Quand elle avait découvert Val Royeaux, elle n'en avait pas cru ses yeux. Bien sûr, son père lui en avait parlé en long et en large dès qu'elle avait été en âge de comprendre ses mots, et il y avait eu les livres et les images qu'il avait emportées avec lui dans les Anderfels. Mais rien de tout cela ne l'avait préparée à la magnificence de la ville en personne. Les hauts bâtiments aux murs blancs, les flèches d'argent et d'or s'élevant au-dessus de la cité, les gigantesques places décorées de statues ouvragées et de gravures, les tissus de couleurs qui flottaient dans le vent au-dessus des rues, les marchés avec leurs innombrables étals de marchandises venues des quatre coins de Thédas... Et plus impressionnant encore que les palais : tous ces lieux de savoir, les bibliothèques, les écoles, la grande université, le cercle des mage. Elle avait passé les premières semaines dans un émerveillement constant, à se tordre le cou dans tous les sens tellement il y avait de quoi attirer son regard.
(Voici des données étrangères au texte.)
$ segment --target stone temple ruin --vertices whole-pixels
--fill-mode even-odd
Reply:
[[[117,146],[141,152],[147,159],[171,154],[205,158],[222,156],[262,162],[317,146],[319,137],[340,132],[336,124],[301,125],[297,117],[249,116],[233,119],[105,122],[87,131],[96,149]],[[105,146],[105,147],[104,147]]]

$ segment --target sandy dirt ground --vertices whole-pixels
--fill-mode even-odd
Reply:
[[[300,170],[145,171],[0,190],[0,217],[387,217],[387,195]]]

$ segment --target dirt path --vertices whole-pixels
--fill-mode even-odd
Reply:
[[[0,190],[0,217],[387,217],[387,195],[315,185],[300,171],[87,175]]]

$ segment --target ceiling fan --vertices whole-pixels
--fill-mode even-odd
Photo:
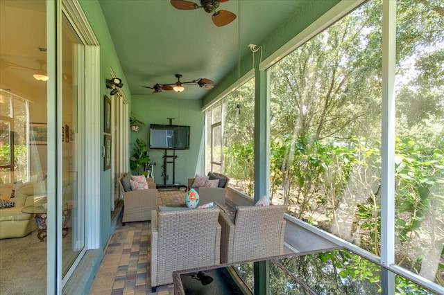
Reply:
[[[208,13],[212,13],[213,23],[217,26],[228,25],[236,19],[236,15],[228,10],[216,10],[221,2],[228,0],[200,0],[200,6],[194,2],[186,0],[171,0],[171,5],[177,9],[187,10],[203,8]]]
[[[142,87],[154,89],[154,91],[153,91],[153,93],[158,93],[160,92],[162,92],[162,90],[174,90],[178,93],[180,93],[185,90],[184,87],[182,86],[182,84],[198,85],[200,88],[204,89],[205,90],[211,89],[214,87],[214,85],[212,85],[212,84],[213,84],[214,82],[210,79],[207,79],[206,78],[200,78],[199,79],[194,80],[192,81],[188,81],[188,82],[180,82],[180,78],[182,78],[182,75],[176,74],[174,75],[176,76],[176,78],[178,78],[178,82],[176,82],[176,83],[171,83],[171,84],[156,83],[152,87],[150,87],[148,86],[142,86]],[[174,85],[174,86],[172,86],[172,85]]]

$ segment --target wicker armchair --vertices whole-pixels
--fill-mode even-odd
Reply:
[[[119,178],[119,186],[123,195],[123,215],[122,224],[126,222],[151,220],[151,211],[157,208],[157,190],[125,191],[122,184],[123,173]]]
[[[283,254],[285,210],[284,205],[238,206],[234,223],[221,212],[221,262]]]
[[[151,288],[173,283],[173,271],[220,263],[219,209],[151,213]],[[148,271],[147,273],[149,273]]]

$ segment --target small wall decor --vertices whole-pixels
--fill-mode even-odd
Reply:
[[[130,127],[131,127],[131,130],[133,131],[139,131],[139,128],[140,128],[140,126],[142,126],[145,125],[144,123],[143,123],[141,120],[139,120],[136,118],[135,116],[132,116],[130,117]]]
[[[105,96],[105,133],[111,133],[111,100]]]
[[[69,126],[67,125],[65,125],[65,142],[69,142]]]
[[[31,145],[46,145],[48,143],[48,125],[46,123],[29,123],[29,143]]]
[[[111,168],[111,136],[105,136],[105,157],[103,158],[103,171]]]

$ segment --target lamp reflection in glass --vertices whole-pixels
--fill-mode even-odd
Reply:
[[[180,93],[184,91],[185,88],[180,82],[178,82],[176,83],[176,85],[173,87],[173,89],[174,89],[176,92]]]
[[[37,80],[39,81],[47,81],[49,80],[49,77],[48,77],[47,75],[44,75],[44,73],[40,71],[35,73],[33,75],[34,76],[34,79]]]

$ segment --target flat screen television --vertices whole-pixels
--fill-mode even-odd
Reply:
[[[159,150],[189,150],[189,126],[151,124],[150,148]]]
Des années plus tard, elle n'était toujours pas parvenue à s'y habituer réellement. Aussi foisonnante et cosmopolite qu'elle fut, elle était presque trop bruyante, trop agitée pour réellement en profiter. Peut-être que les grands espaces de son enfances, les montagnes et leur successions de vallées et de forêts, lui manquaient quelque peu. De même que sa mère, et sa famille du côté des Anderfels. Il y avait quelque chose qu'on ne pouvait pas retrouver dans les lettres. Mais elle restait infiniment reconnaissante de la chance qui lui avait été accordée quand elle pensait à tout le savoir accumulé entre les murs de Val Royeaux. Elle pourrait passer des années plongées dans tous les livres disponibles jusqu'à ce qu'elle arrive à court, et elle l'aurait sans doute fait si son nom ne l'avait pas forcée à d'autres obligations. Elle ne le reprochait cependant pas à son père ; ce dernier n'était lui-même pas le plus friand de toutes les simagrées de la noblesse, et s'il s'arrangeait pour que son héritière s'y expose ici et là, il était partisan du strict nécessaire. Seulement, dans cette cité, rien que le strict nécessaire demandait beaucoup.

Les apparences, voilà ce qu'il fallait maintenir en permanence. Et si Lucie avait tant de mal à le comprendre, c'était parce qu'elle n'avait guère la notion de dissimulation : elle était qui elle était, et l'affichait pleinement. Ce qui n'était pas la norme dans le nouveau cercle où elle n'avait parfois pas d'autre choix que d'évoluer. Comme ce bal, par exemple. C'était un miracle qu'elle ait réussi à en vivre si peu depuis on arrivée, mais jusqu'ici elle avait toujours pu prétendre à d'autres aspirations, comme la nécessité de s'adapter aux nouvelles écoles, ce genre de chose. Mais elle était une adulte maintenant, elle l'était depuis quelques années déjà, et il y avait des obligations qu'une fille de noble, même d'un noble relativement mineur, ne pouvait sauter.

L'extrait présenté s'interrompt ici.